I sat up and stared around me in a daze, unable to get my bearings.
“Bob.”
Bob smiled and said, “I gotta tell you, Lucy. Thought somebody was gonna call the police with all the screamin’ you were doin’ back here. I could hear you through my apartment wall. What the hell you doin’ here anyway? How the hell did you get in?”
“I missed Jeremy. I’ve still got the keys. When I was a kid, I used to curl up on the washing and go to sleep.”
Bob laughed—it sounded like tires on gravel—then said, “Think we all miss Jeremy, Kiddo. C’mon, get up. Let’s go to my place.

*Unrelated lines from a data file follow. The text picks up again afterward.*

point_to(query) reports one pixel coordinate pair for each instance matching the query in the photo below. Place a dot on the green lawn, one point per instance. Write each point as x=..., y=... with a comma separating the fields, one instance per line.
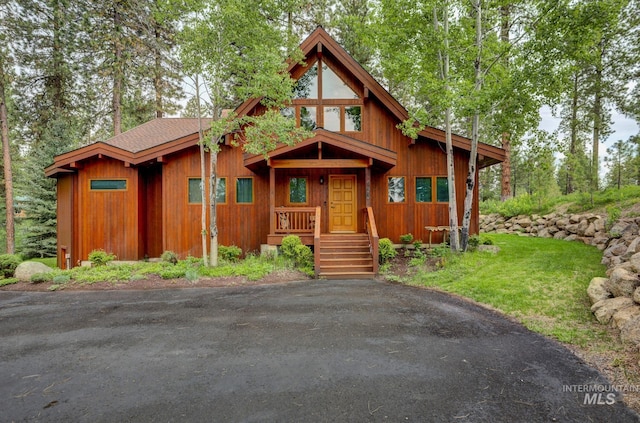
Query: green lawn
x=541, y=282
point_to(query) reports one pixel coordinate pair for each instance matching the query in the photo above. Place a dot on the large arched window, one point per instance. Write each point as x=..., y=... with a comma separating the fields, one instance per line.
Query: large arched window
x=321, y=99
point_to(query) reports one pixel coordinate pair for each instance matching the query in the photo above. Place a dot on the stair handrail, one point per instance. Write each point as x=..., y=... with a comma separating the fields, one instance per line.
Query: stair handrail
x=316, y=242
x=372, y=231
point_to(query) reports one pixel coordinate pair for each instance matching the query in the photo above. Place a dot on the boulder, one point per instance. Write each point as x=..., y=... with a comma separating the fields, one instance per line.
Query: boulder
x=597, y=290
x=26, y=269
x=622, y=317
x=630, y=331
x=634, y=262
x=622, y=283
x=605, y=309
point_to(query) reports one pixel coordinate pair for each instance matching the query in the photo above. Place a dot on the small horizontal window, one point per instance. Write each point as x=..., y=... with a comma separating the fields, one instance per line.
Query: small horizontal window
x=108, y=184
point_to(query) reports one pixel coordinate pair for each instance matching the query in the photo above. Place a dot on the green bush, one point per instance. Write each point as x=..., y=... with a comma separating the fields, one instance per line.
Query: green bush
x=169, y=257
x=8, y=264
x=386, y=251
x=100, y=257
x=406, y=239
x=289, y=244
x=303, y=256
x=172, y=272
x=60, y=279
x=40, y=278
x=230, y=253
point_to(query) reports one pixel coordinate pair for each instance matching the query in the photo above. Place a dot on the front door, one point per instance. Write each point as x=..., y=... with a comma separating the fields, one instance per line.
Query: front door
x=342, y=203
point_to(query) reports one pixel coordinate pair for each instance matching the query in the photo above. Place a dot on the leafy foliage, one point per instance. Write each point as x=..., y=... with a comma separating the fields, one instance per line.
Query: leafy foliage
x=386, y=251
x=8, y=264
x=100, y=257
x=231, y=253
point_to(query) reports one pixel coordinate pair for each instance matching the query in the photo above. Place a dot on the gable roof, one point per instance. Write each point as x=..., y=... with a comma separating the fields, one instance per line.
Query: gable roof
x=144, y=143
x=320, y=40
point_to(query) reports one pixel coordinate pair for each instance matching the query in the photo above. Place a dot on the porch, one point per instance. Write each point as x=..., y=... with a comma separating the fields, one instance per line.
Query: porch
x=344, y=255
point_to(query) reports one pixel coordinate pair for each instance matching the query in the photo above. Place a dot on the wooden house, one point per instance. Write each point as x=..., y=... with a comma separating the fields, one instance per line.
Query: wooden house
x=358, y=179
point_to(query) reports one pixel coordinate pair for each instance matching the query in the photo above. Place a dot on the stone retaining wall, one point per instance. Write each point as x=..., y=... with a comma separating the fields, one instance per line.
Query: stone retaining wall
x=615, y=299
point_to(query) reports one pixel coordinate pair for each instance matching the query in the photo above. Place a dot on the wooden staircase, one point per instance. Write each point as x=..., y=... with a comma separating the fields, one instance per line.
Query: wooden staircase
x=345, y=256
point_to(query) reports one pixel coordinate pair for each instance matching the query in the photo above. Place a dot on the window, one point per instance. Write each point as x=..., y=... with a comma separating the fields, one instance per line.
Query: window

You look…” He scratched his head. “I was gonna say you don’t look so good but it ain’t true. You always look good to me, Lucy Madison.”
“Thanks, Bob.”
“Yer welcome. C’mon. You turn sideways, you gonna disappear. Jeez, you’re lookin’ kinda thin. I mean, you look great. I’m just not used to seein’ you lookin’ so thin. How much you lost anyway?”
“I don’t know.”
Bob wheeled ahead of me out the front door of the launderette, around to the back, and into his entrance. He maneuvered the two steps expertly. I followed him into the apartment.